I wonder if we would agree that for some, Mother’s Day does not come with unmitigated joy. We might speculate that for those who have lost children, or never had babies when it was their chief desire in life to do so, the day might be bittersweet. Ones like me, who had difficult mothers, or those who were orphaned and never found one of those remarkable women who love children not their own. Maybe you would think it odd, but I often think of Paul’s first, late wife, Jackie, on Mother’s Day. She died way too young and left behind four beautiful children. All have children of their own now, two born too late to ever meet their grandmother. I always wonder if, in those last few months of her life, she was royally pissed off that she wouldn’t get to see how her children’s stories turned out; I would be. I worry that her children probably have a sad moment or three on Mother’s Day, and I’m grateful to Jackie for raising four kids so lovingly they were capable of welcoming me into their father’s life.

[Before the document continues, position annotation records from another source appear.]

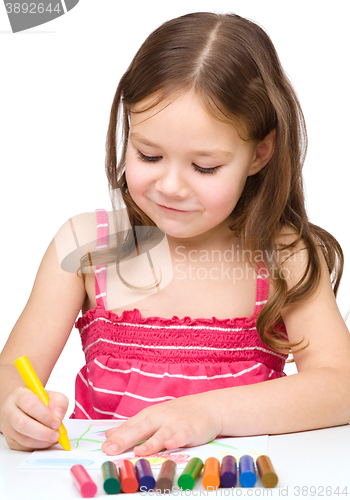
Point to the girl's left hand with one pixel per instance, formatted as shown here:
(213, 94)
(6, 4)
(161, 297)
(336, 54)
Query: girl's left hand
(185, 421)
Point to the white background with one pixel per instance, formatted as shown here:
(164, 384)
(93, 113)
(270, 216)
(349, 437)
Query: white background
(56, 89)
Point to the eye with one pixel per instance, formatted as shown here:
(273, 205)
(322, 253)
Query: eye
(151, 159)
(211, 170)
(148, 159)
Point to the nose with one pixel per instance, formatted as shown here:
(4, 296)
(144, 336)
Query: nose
(172, 182)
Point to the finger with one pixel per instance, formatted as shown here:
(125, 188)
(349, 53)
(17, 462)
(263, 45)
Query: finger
(17, 441)
(58, 403)
(31, 405)
(26, 426)
(155, 443)
(183, 437)
(120, 441)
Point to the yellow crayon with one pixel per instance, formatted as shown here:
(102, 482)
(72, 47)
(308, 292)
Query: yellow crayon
(33, 383)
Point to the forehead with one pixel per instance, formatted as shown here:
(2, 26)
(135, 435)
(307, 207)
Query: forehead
(188, 101)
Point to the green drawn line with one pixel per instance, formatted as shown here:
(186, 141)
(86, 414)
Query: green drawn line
(83, 434)
(90, 440)
(223, 444)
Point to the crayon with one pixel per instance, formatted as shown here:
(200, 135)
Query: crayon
(211, 474)
(128, 479)
(83, 481)
(33, 383)
(188, 477)
(266, 471)
(228, 472)
(144, 475)
(247, 476)
(166, 477)
(111, 483)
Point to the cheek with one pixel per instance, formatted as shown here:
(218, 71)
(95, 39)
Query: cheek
(223, 196)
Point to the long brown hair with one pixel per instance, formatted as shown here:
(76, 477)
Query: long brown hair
(233, 68)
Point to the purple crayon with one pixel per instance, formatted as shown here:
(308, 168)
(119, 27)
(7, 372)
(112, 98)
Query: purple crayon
(228, 472)
(144, 475)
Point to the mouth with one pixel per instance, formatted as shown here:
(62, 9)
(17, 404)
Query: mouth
(174, 210)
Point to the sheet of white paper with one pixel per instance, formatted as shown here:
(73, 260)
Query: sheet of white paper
(86, 438)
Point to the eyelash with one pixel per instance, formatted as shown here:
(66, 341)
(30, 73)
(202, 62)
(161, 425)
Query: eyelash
(151, 159)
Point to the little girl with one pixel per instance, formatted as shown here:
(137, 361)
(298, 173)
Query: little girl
(196, 292)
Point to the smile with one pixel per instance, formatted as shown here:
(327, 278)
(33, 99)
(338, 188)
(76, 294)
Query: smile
(172, 210)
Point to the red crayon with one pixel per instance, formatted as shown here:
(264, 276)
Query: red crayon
(83, 481)
(128, 479)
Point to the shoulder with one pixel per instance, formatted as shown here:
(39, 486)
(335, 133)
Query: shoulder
(78, 235)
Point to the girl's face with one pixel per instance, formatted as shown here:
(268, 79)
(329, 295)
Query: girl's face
(185, 169)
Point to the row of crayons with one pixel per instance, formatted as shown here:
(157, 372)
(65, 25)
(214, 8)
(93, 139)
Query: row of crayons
(129, 478)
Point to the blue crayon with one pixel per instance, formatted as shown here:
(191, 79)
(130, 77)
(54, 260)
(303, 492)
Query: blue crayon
(247, 475)
(228, 472)
(144, 475)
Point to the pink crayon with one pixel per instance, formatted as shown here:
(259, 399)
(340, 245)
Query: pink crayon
(83, 481)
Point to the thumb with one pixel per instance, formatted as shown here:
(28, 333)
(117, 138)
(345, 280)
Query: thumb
(58, 403)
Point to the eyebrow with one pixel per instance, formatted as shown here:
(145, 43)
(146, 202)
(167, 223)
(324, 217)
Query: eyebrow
(214, 152)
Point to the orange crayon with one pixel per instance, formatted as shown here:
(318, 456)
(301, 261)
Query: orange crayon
(211, 474)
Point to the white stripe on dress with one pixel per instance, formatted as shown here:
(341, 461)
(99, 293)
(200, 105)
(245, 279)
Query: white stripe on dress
(130, 394)
(171, 327)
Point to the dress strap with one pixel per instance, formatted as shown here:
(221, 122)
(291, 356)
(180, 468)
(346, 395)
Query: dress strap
(101, 244)
(262, 288)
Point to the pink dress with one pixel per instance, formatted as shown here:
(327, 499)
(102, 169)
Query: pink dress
(133, 362)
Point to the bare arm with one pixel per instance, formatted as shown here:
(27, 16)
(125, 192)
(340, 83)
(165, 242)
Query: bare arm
(317, 396)
(40, 333)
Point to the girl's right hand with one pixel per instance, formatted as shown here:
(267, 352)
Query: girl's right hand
(27, 423)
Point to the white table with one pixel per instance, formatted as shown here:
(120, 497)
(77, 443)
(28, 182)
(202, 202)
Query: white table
(314, 464)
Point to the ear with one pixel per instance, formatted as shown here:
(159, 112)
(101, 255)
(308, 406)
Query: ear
(263, 153)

We could talk about our own children and you, like everyone who meets me would come to know I am a pain in the arse when you get me going on the subject of my daughter, of whom I am terribly proud. She’s brilliant, caring, respectful, insightful, compassionate, beautiful, successful, and I often wonder just what the hell God thought he was doing to entrust such an amazing creature to my care. I failed her many times but I also did some things rather well, and my best, like most mothers everywhere. Having her in my life gave me a much greater understanding of my own mother, in the circular way Life has of teaching the most important lessons; I did things very differently than my mother did, but the understanding has been a unexpected gift.
If we were having coffee, you would probably admire the flowers gracing the table, the mantle, and kitchen counter as between Paul and Charlotte, my flower cup runneth over with roses, lilies, and tulips. Paul also gave me the gift of schlepping my camera equipment while I took pictures of running water for my photography class, treated me to Waffle House after, and we have a fine dinner planned tonight at our favorite Italian restaurant.
If we were having coffee I would press you to have another scone and some of the strawberry jam I made last week, and we’d lift our cups to mothers everywhere, and their children, too, in a toast they all make it through Sunday, whether that means coping with memories still sensitive to the touch, or eating burnt toast and runny eggs prepared by lovingly inept children. May everyone find a moment Sunday and everyday to remember moments of motherly love.